For the new study, just published in the Journal of Pain and Symptom Management, Meghani’s team investigated the attitudes and experiences of 65 Penn cancer patients who had experience with opioids to treat moderate to severe pain. All of them were asked to “list the things that come to mind when you think about taking your pain medications.” Then, 32 of them were interviewed in depth.
“Pain relief” emerged as the top concern in their lists, but “addiction” was second, followed by “dislike” and “side effects." Opioids can cause sedation, dizziness, constipation, nausea and vomiting, as well as physical dependence.
“I take all these pain pills, but they were making me so sick,” said a 74-year-old woman with metastatic kidney cancer. “I’m stumbling around, can barely stand up. I told the doctor, ‘I’m not taking it anymore.’ That’s what I’ve been doing, up until [the pain] got so severe. I went back on oxycodone.”
A 64-year-old man with soft tissue cancer said he had avoided opioids so far by buying marijuana from a dealer in Colorado. A 42-year-old woman with breast cancer described “taking a rest” from an opioid by switching to a combination of over-the-counter pain relievers. Yet another woman with severe pain from metastatic cancer said she told her doctor she didn’t want time-released morphine for fear of “getting addicted to certain things.”

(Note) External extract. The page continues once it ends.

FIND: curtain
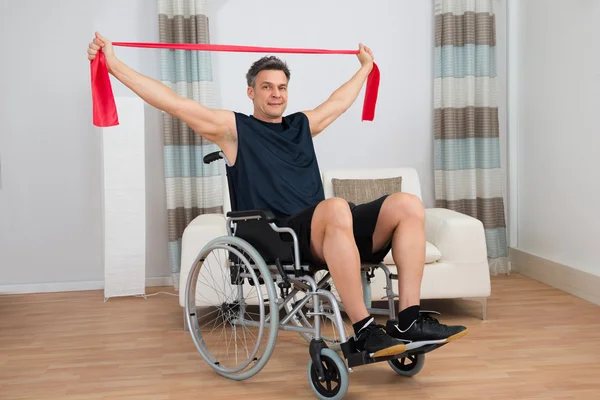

Although most patients reported no trouble getting opioid prescriptions or insurance coverage, some, particularly African Americans, described insurance barriers and delays in treating pain because of preauthorization requirements.
In addition to urging education and de-stigmatization programs, the researchers concluded that doctors should monitor cancer patients’ opioid access problems and co-prescribe naloxone, the overdose antidote, to have on hand for an emergency. The researchers also called for greater access to alternative pain remedies such as acupuncture.